We need to ensure that we have a modern value proposition for our people. Because not only are we competing with other healthcare organizations or health care related companies but we are also competing with other industries. Here in Seattle, for many entry-level management positions, we are competing with Amazon, Google, Microsoft, and even companies like Starbucks. These industries are nimble, they don’t have the type of regulations we have to live with, there’s more money, and you can bring your baby to work and even your dog. It’s hard to compete with that.

“Our challenge is to create a management system within an organization that empowers team members to identify waste in their workflows and redesign the work.”

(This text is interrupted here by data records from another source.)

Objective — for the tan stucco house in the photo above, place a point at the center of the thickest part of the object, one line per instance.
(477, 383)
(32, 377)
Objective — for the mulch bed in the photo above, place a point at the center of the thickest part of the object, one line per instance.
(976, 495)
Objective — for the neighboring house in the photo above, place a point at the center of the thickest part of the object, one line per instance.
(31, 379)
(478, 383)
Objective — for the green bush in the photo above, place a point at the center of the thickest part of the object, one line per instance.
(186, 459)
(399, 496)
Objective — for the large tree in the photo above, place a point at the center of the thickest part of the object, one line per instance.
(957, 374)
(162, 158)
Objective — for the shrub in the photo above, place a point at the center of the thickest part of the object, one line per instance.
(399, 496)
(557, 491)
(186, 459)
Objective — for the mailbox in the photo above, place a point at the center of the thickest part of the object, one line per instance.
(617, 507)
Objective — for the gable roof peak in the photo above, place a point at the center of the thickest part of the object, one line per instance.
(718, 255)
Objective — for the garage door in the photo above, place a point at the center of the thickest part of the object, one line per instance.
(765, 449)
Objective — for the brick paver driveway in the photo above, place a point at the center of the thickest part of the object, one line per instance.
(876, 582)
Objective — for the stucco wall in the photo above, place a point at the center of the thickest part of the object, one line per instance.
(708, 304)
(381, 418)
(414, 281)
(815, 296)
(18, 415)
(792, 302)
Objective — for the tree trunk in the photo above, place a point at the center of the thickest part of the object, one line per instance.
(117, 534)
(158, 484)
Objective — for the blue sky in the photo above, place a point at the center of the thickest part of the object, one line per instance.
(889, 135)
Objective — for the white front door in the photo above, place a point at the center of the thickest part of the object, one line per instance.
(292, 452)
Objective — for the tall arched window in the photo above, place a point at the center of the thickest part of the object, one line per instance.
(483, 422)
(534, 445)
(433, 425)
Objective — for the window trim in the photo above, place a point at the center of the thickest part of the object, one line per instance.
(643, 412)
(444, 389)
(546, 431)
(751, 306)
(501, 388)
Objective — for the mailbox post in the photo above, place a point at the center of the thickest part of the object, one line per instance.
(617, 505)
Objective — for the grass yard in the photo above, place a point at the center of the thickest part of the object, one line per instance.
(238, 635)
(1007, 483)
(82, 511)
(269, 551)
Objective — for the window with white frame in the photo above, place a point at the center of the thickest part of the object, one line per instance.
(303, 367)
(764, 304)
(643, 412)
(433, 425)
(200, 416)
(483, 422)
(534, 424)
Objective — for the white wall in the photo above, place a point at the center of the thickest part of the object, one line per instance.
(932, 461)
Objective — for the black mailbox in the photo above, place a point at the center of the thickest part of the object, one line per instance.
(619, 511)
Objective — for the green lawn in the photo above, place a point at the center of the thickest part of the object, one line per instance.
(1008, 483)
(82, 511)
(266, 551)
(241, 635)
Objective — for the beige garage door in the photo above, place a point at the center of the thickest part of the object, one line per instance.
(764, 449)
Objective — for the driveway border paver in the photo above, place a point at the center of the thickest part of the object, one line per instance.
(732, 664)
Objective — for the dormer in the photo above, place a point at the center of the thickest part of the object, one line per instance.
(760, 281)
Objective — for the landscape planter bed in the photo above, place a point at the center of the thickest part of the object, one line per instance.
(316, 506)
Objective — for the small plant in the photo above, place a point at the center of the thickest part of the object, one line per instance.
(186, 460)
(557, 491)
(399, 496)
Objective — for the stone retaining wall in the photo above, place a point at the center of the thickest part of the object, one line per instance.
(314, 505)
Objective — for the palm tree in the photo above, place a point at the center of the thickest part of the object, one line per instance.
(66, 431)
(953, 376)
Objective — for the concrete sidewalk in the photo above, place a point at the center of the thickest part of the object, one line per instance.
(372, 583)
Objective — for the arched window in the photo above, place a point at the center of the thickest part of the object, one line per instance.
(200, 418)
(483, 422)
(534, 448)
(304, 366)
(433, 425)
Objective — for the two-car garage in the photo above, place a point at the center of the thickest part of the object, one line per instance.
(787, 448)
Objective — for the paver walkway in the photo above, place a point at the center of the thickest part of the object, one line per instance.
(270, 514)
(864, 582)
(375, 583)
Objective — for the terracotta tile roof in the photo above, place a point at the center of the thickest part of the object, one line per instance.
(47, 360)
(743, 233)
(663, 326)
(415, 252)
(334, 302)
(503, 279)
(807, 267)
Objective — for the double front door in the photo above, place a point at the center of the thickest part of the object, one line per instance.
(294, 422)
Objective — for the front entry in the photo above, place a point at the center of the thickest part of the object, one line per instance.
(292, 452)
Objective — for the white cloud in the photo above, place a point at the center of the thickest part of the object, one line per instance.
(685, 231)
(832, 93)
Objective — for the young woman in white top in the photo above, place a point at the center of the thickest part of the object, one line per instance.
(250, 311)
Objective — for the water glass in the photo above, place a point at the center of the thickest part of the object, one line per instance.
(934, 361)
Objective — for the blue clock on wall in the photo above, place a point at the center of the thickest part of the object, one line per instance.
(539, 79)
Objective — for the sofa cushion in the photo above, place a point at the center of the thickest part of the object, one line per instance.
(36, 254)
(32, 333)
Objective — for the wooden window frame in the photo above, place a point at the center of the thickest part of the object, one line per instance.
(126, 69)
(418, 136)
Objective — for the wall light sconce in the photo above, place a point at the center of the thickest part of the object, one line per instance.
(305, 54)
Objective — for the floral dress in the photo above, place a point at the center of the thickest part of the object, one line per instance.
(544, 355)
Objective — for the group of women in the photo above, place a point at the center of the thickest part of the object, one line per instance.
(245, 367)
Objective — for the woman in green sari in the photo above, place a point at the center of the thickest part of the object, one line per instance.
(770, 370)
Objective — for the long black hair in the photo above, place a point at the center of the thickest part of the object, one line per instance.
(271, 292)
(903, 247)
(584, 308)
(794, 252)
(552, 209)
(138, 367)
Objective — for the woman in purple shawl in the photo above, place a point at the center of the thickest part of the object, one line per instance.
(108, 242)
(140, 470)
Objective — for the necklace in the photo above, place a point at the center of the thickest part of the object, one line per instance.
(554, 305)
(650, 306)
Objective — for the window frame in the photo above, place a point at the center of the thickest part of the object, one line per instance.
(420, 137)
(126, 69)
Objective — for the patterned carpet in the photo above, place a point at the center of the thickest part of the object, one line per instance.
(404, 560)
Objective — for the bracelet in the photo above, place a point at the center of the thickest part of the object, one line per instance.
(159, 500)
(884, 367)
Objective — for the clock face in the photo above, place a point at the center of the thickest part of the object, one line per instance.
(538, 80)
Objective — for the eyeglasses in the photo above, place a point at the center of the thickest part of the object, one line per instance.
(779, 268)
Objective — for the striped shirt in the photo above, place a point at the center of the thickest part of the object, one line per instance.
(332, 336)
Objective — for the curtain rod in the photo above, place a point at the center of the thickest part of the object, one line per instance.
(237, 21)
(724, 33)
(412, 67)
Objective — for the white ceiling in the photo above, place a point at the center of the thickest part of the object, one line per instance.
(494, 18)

This is why we have to focus on our value proposition. And this actually ties to the second challenge I spoke about; waste in the workplace. Our challenge is to create a management system within an organization that empowers team members to identify waste in their workflows and redesign the work. It doesn’t have to come from the C-suite. And it is true for the critical care unit, for the ambulatory, f areas or the operating room. For every unit within the organization.
This is what my work has really been about. We try to apply innovative solutions, training people all over the U.S. and in other countries in these methods.

“Technology is critically important for the future but how we leverage it is an important topic for the future of healthcare.״

What’s unique about the FOH community?

The FOH is international and multi-sector. I’ve been part of it from the beginning, and I had fun watching it grow. I value the exposure to leaders and innovative thinkers from around the world that are either in healthcare or are influencing healthcare. The FOH is also very forward-thinking, and it’s about innovation but it’s grounded in reality. In our workgroups we have thinkers from academia but also people like me who live in the trenches of healthcare delivery. Meeting people from other parts of the healthcare ecosystem is very very valuable.
There’s a good balance and I find those interactions very stimulating because you have people pushing you to think outside the box but at the same time, you have to make sure that it’s “fit for purpose”, that it works for the reality we’re trying to create. It’s quite unique in that regard.